Poor, Poor, Pitiful Me July 27, 2010Posted by Mary W. Matthews in Random Observations.
I had just reached up to screw the new light bulb into its socket when the stepladder slipped away from under me. I fell from the top step of the stepladder to the ground about six feet feet below, instinctively putting out my left hand to break the fall.
“Are you all right?” my husband asked.
“NO!” You could tell just by looking that I had broken at least two bones.
Jerry called our primary-care physician, whose nurse instructed us, “Go get x-rays at our Suncoast group practice facility; we’ve phoned to say you’re on your way. Then come here.” By the time we got to our internist’s office it was 2:25 p.m . . . internist & staff were at lunch until 3. AAAAARRRGH!!! We had been instructed to report to a locked door.
At about 3:10, our doctor’s secretary came out to the waiting room. Displeased by my unseemly weeping, Kathryn took us to another room. She informed us that yes, the doctor had seen my x-rays. Yes, the doctor knew that my wrist had been badly smashed. But both our doctor AND the practice’s bone guy were too busy to attend to my emergency. And then, ignoring my tears and fixing her eyes on my obviously broken wrist, Kathryn offered to make an appointment with the bone guy on my behalf for the next day.
Instead of returning the next day as Kathryn had suggested, Jerry and I next went to the emergency room — luckily, a brief walk from our doctor’s office. Thanks to already having the x-rays, I finally got some pain-med “only” two hours and a few odd minutes after my accident. I kept it together (sorta kinda) by using as a mantra that guy who a few weeks ago saved his own life by cutting off his own arm, w/zero anesthesia, 95% of the way before fainting from the agony — far, far worse pain than I was in!
In setting my wrist, the ER used “conscious anesthesia,” meaning although I never slept, I have no real memory of the setting of bones & applying of cast. Which is just as well! The ER pumped me full of major pain-med only about 10 minutes after taking me to my curtained-off area, but my wrist never did stop hurting until late at night.

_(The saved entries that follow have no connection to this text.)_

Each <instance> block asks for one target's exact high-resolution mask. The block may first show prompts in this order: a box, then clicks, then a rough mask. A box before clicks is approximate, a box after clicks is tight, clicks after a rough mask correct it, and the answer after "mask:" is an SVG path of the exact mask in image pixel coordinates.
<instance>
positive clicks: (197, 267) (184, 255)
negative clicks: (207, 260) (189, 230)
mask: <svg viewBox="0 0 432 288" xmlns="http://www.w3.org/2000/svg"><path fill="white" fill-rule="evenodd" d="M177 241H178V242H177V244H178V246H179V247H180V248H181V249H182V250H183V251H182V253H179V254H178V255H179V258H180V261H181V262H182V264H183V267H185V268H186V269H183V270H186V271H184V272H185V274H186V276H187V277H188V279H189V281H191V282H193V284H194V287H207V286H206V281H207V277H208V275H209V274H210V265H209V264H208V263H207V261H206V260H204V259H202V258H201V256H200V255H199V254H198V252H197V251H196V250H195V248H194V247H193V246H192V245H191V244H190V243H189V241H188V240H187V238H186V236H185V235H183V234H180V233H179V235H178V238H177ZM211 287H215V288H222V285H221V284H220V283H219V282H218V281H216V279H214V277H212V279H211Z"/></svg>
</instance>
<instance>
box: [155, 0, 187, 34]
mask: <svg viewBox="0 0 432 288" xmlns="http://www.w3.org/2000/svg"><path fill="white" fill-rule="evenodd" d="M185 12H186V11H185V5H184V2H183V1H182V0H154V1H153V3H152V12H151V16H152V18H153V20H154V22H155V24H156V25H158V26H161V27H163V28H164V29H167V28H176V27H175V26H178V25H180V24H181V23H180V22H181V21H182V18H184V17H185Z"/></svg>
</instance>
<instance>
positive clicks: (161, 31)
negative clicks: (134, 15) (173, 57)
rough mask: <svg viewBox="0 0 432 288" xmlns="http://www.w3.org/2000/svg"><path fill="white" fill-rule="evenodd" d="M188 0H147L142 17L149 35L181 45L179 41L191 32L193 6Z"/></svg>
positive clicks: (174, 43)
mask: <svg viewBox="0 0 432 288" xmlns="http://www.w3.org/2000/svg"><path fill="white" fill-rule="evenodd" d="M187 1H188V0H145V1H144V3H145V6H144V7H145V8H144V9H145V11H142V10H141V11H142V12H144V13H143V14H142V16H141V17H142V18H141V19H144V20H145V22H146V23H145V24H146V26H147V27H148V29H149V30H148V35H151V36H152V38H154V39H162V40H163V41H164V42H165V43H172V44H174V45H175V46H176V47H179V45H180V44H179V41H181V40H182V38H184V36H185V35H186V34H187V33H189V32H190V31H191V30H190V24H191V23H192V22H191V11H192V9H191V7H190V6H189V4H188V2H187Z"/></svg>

The bone guy was still too busy to see me on Tuesday July 27, but he saw me the next day and did surgery on me the very next day, 15 days ago. Here are my x-rays:
According to the doctor my radius (the outside bone of my left forearm) looked “like dental floss.” I now have a titanium rod in my forearm to strengthen the bone. Goodbye, most future MRIs. Hello, being treated like Mrs. Osama every time I want to board an airplane.
I discovered quickly that the more I moved my left arm, even just walking around the house, the worse my wrist felt. Consequently, I’ve done very little the last two weeks. One-handed typing is hard on my right shoulder.
But yesterday, I went back to the bone doc’s office, where they took off my half-cast, x-rayed me again, and supplied me with a splint that probably cost me out-of-pocket only 20 times what it cost to manufacture. What a sensational racket Blue Cross and the other major insurers have! We pay THOUSANDS a year for the privilege of a copayment that works out to about 90 percent of the total service’s costs. Every bill is so heavily padded that I once figured out that my internist grosses at least $1,200 per hour — $120 for a five-minute visit to renew my Synthroid prescription, for example.
I still don’t know whether I can forgive my internist for ignoring my suffering when my only crime was following her nurse’s instructions. What would it have cost her to come out to the waiting room, apologize for the miscommunication, and send me to the emergency room — 30 seconds? Forty seconds? I sent her a letter about it yesterday. I guess I’ll wait to see whether and how she responds before I start looking for another primary-care physician.